(1) That this is the undoubtedly natural interpretation of the sections. (2) That the notochord becomes separated from the hypoblast after the latter has acquired its typical structure, and differs in that respect from the two lateral sheets of mesoblast, which are formed coincidently with the hypoblast by a homogeneous mass of cells becoming differentiated into two distinct layers. (3) That the first mode of looking at the matter really proves too much, since it is clear that by the same method of reasoning we could prove the mesoblastic origin of any organ derived from the hypoblast and budded off into the mesoblast. We would merely have to assert that it was really a mass of mesoblast budded off from the hypoblast rather later than the remainder of the mesoblast. Still, it must be admitted that the first view I have suggested is a possible, not to say a probable one, though the mode of arguing by which it can be upheld may be rather dangerous if generally applied. We ought not, however, for that reason necessarily to reject it in the present case. As Mr Ray Lankester pointed out to me, if we accept the hypoblastic origin of the notochord, we should find a partial parallel to it in the endostyle of Tunicates, and it is perhaps interesting to note in reference to it that the notochord is the only unsegmented portion of the axial skeleton.

Whether the strong à priori difficulties of the hypoblastic origin of the notochord are sufficient to counterbalance the natural interpretation of my sections, cannot, I think, be decided from the single case of the Dog-fish. It is to be hoped that more complete investigations of the Lamprey, &c., may throw further light upon the question.

Whichever view of the primitive origin of the notochord is the true one, its apparent origin is very instructive as illustrating the possible way in which an organ might come to change the layer to which it primarily belonged.

If the notochord is a true mesoblastic structure, it is easy to be seen how, by becoming separated from the hypoblast a little later than is the case with the Dog-fish, its mesoblastic origin would become lost; while if, on the other hand, it is primitively a hypoblastic structure, we see from higher vertebrates how, by becoming separated from the hypoblast rather earlier than in the Dog-fish, viz. at the same time as the rest of the mesoblast, its primitive derivation from the hypoblast has become concealed.

The view seemingly held by many embryologists of the present day, that an organ, when it was primitively derived from one layer, can never be apparently formed in another layer, appears to me both unreasonable on à priori grounds, and also unsupported by facts.

I see no reason for doubting that the embryo in the earliest periods of development is as subject to the laws of natural selection as is the animal at any other period. Indeed, there appear to me grounds for the thinking that it is more so. The remarkable differences in allied species as to the amount of food-yolk, which always entail corresponding alterations in the development—the different modes of segmentation in allied species, such as are found in the Amphipoda and Isopoda—the suppression of many stages in freshwater species, which are retained in the allied marine species—are all instances of modifications due to natural selection affecting the earliest stages of development. If such points as these can be affected by natural selection I see no reason why the arrangement of individual cells (or rather primitive elements) should not also be modified; why, in fact, a mass of cells which was originally derived from one layer, but in the course of development became budded off from that layer and entered another layer, should not by a series of small steps cease ever to be attached to the original layer, but from the first moment it can be distinguished should be found as a separate mass in the second layer.

The change of layers will, of course, only take place where some economy is effected by it. The variations in the mode of development of the nervous system may probably be explained in this way.

If we admit that organs can undergo changes, as to the primitive layer from which they are derived, important consequences must follow.

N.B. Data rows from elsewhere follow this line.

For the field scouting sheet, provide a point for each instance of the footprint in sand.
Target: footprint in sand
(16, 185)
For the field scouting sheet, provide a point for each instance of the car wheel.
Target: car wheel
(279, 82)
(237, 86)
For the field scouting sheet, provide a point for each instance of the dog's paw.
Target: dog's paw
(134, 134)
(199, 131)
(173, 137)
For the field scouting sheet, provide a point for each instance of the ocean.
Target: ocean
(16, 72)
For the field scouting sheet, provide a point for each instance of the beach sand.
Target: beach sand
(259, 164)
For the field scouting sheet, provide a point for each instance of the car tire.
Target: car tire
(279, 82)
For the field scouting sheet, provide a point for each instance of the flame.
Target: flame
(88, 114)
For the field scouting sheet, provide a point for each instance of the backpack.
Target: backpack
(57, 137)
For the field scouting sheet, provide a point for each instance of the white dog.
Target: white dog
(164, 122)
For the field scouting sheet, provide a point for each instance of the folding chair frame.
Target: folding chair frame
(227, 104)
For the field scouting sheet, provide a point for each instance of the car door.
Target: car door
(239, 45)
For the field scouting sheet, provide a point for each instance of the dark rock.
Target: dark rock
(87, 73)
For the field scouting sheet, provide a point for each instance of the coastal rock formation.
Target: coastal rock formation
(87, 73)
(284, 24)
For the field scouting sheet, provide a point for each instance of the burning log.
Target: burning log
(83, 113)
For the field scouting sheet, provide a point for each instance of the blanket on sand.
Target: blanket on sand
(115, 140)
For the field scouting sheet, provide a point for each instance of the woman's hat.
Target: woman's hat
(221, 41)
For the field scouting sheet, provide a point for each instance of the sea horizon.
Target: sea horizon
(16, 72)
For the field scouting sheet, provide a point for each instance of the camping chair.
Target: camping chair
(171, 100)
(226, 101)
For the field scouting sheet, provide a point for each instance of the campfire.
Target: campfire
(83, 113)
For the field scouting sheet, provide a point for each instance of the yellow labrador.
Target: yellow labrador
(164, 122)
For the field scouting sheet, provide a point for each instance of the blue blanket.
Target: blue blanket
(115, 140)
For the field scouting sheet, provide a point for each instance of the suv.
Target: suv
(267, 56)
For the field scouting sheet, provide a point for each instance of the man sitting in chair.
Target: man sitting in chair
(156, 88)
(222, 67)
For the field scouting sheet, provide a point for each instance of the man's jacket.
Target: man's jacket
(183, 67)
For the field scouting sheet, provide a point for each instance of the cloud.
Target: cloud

It will, for instance, by no means be sufficient evidence of two organs not being homologous that they are not developed from the same layer. It renders the task of tracing out the homologies from development much more difficult than if the ordinary view of the invariable correspondence of the three layers throughout the animal kingdom be accepted. Although I do not believe that this correspondence is invariable or exact, I think that we both find and should expect to find that it is, roughly speaking, fairly so.

Thus, the muscles, internal skeleton, and connective tissue are always placed in the adult between the skin (epidermis) and the epithelium of the alimentary canal.